Community Engagement

Boulder, Colo., voters authorize continued municipalization efforts

Voters in Boulder, Colo., approved a measure to fund for another three years the city’s long-running effort to form a municipal utility.

Boulder, a city of about 108,000, has been exploring breaking away from Public Service Co. of Colorado, or PSCo, to form its own utility for about six years, partly as a way to get all its electricity from renewable sources by 2030.

About 51.7 percent of city voters Nov. 7 approved a tax that will raise $16.5 million over the next three years to continue to pay for the city’s municipalization plans, including legal and engineering costs.

Another measure approved Nov. 7 requires a city-wide vote before Boulder issues any debt to form a public power utility. Voters rejected another measure that would have allowed the Boulder city council to meet in private "executive sessions" to discuss legal issues related to municipalization.

The Colorado Public Utilities Commission on September 14 gave a go-ahead to Boulder to acquire PSCo assets within the city limits, except for substations. Boulder estimates that it could cost $110 million to separate from the Xcel Energy subsidiary.

The PUC directed Boulder to file three documents with the commission by December 13, including an agreement giving PSCo property rights needed to serve its customers after the city utility is formed. Boulder must also provide a list of PSCo’s assets it will seek to buy and an agreement on how Boulder will pay PSCo for work needed to form a municipal utility.  After the PUC ruling, Boulder and PSCo entered into talks to reach these agreements.
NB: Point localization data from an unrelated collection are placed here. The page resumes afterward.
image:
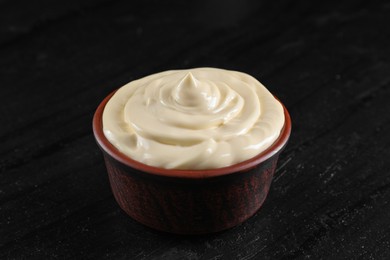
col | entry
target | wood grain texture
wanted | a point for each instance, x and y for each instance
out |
(328, 63)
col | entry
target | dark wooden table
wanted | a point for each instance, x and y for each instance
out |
(329, 64)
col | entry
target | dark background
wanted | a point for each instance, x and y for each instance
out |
(327, 61)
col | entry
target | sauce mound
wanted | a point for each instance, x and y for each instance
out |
(203, 118)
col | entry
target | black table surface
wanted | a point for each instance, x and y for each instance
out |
(328, 63)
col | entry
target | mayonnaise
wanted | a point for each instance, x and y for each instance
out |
(200, 118)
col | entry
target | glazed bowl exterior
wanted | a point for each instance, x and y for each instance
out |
(189, 201)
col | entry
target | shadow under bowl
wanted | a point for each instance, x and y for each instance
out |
(189, 201)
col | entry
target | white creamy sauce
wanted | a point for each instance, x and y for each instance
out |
(200, 118)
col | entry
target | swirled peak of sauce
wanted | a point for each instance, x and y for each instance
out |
(203, 118)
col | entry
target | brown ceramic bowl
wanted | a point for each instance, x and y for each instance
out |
(189, 201)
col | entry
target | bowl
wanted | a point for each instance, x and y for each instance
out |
(189, 201)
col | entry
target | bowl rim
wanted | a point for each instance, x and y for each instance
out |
(112, 151)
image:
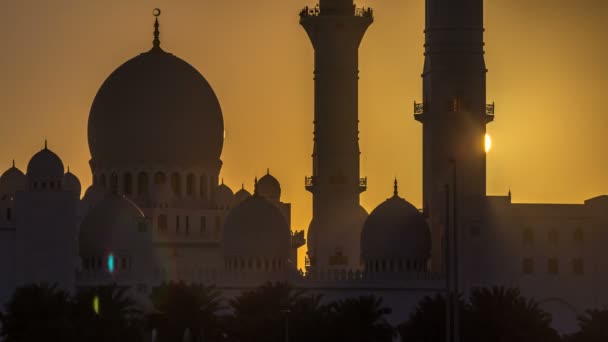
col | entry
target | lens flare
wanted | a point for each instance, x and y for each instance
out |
(96, 304)
(488, 143)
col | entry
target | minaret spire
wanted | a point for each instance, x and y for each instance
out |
(396, 188)
(156, 41)
(336, 28)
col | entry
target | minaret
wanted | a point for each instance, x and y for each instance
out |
(336, 28)
(454, 115)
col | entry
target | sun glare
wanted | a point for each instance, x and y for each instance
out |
(488, 143)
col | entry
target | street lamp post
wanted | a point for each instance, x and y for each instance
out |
(455, 273)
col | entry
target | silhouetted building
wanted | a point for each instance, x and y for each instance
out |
(158, 212)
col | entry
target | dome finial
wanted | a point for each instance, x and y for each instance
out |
(156, 42)
(396, 188)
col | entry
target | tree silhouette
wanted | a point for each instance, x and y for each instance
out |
(38, 313)
(495, 314)
(107, 313)
(428, 322)
(262, 314)
(360, 319)
(593, 327)
(180, 307)
(499, 314)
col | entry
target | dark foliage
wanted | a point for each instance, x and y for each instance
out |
(495, 314)
(360, 319)
(107, 314)
(38, 313)
(180, 308)
(593, 327)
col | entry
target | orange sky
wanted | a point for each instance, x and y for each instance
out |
(547, 74)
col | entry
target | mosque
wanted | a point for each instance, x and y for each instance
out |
(157, 210)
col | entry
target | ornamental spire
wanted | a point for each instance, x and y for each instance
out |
(156, 41)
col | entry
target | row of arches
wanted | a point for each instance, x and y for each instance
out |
(140, 184)
(257, 264)
(384, 266)
(184, 225)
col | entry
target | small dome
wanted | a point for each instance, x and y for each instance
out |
(12, 181)
(45, 165)
(117, 226)
(223, 195)
(240, 196)
(397, 231)
(71, 183)
(256, 229)
(94, 194)
(269, 187)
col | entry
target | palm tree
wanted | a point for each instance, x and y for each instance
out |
(263, 313)
(593, 327)
(38, 313)
(180, 308)
(107, 313)
(500, 314)
(360, 319)
(428, 322)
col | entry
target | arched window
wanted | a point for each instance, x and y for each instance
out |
(553, 235)
(203, 225)
(114, 183)
(176, 184)
(161, 223)
(218, 224)
(190, 185)
(579, 236)
(187, 232)
(127, 184)
(203, 186)
(142, 183)
(160, 178)
(528, 236)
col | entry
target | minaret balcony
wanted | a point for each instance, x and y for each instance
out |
(316, 11)
(362, 184)
(309, 183)
(490, 110)
(418, 111)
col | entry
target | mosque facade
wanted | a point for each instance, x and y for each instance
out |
(158, 212)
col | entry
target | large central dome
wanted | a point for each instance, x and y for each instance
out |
(155, 109)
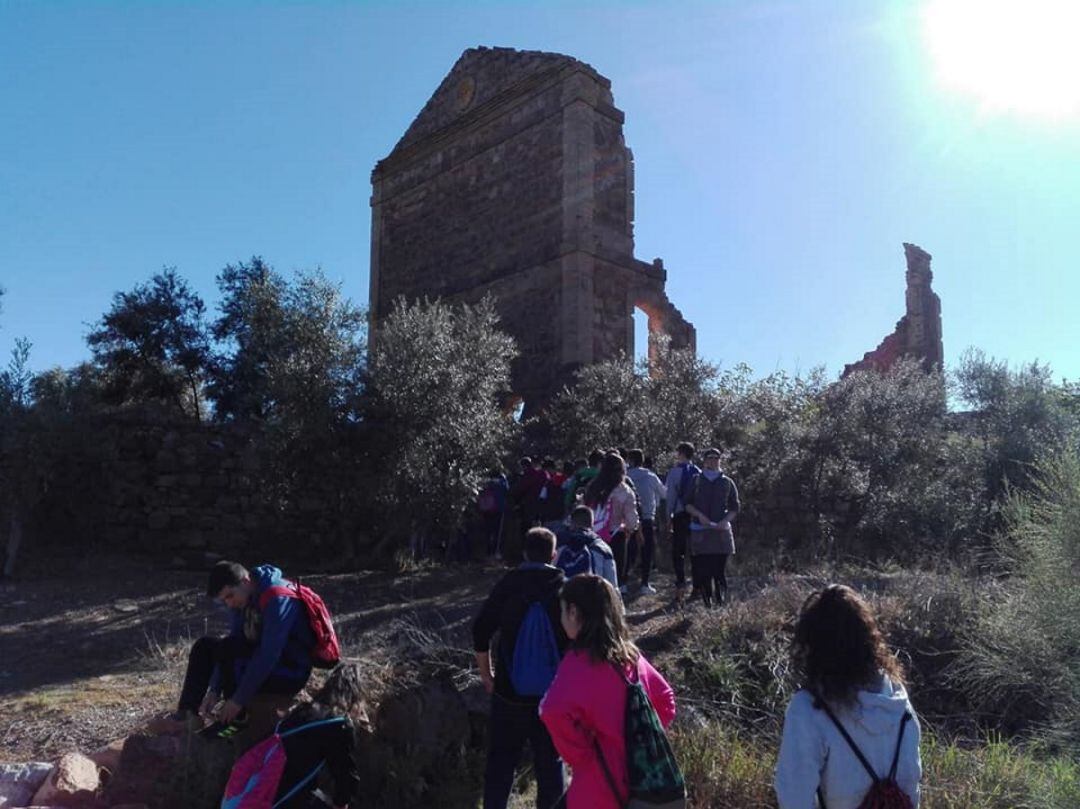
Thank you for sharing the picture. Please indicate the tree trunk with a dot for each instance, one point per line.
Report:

According to Boulder, initial conversations with PSCo have been “useful and productive.”

If Boulder forms a utility, it could buy electricity from PSCo as a bridge to getting 100 percent renewable power. The city could also enter into power purchase agreements with renewable resources and increase its supply of distributed generation.

Under current plans, Boulder’s municipal utility could start operating in early 2023, according to the city.

Meanwhile, Pueblo, Colorado, is exploring breaking away from Black Hills Energy to form a public power utility.

Pueblo’s city council on Sept. 25 unanimously approved a resolution to terminate its franchise with Black Hills in 2020 and form a public power utility, depending on the outcome of a planned due diligence study. Black Hills Energy is part of investor-owned Black Hills Corp.

Pueblo, with a population of about 110,000, approved its 20-year franchise with Black Hills in 2010. Colorado law allows Pueblo to buy or condemn Black Hills’ electric facilities in the city ten and 15 years after the franchise agreement’s effective date, according to a memo on the resolution prepared by the city.

Colorado has 29 public power utilities.